The northern yellow white-eye has a diet that mainly consists of insects; caterpillars, aphids and termite alates have all been recorded, supplemented with some fruit including those of figs and the cabbage tree Cussonia spp. It forages among the canopy of trees, gleaning prey from foliage and bark. It is frequently recorded as a member of mixed-species foraging flocks. Also takes nectar from flowers.
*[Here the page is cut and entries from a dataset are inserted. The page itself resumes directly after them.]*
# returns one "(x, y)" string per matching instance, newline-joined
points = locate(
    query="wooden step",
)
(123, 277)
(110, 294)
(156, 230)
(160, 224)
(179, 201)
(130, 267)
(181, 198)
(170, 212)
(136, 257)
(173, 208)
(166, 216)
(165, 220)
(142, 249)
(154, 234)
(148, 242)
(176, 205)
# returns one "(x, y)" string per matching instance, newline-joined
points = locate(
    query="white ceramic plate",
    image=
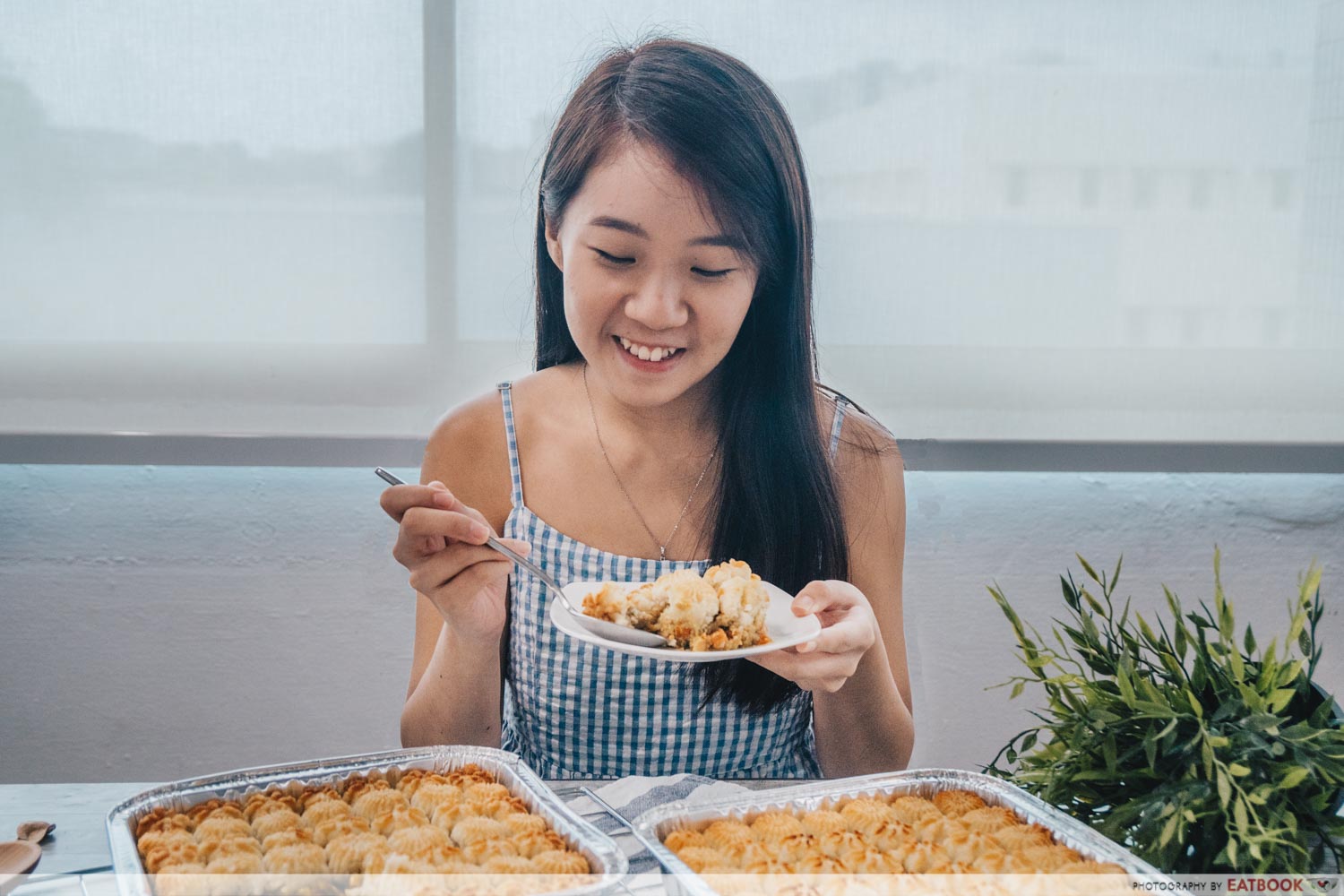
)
(782, 626)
The nest is a small cup made out of dried grass and small twigs, placed among the foliage in a small tree about 3.5m above the ground and secured with spider web. The clutch of 2-4 eggs is laid from August–January, with most being laid in September–October. Incubation takes about 11–12 days and both sexes share this duty as well as the feeding of the nestling young which fledge after around two weeks.
If disturbed in the nest the young will often panic and jump out of the nest.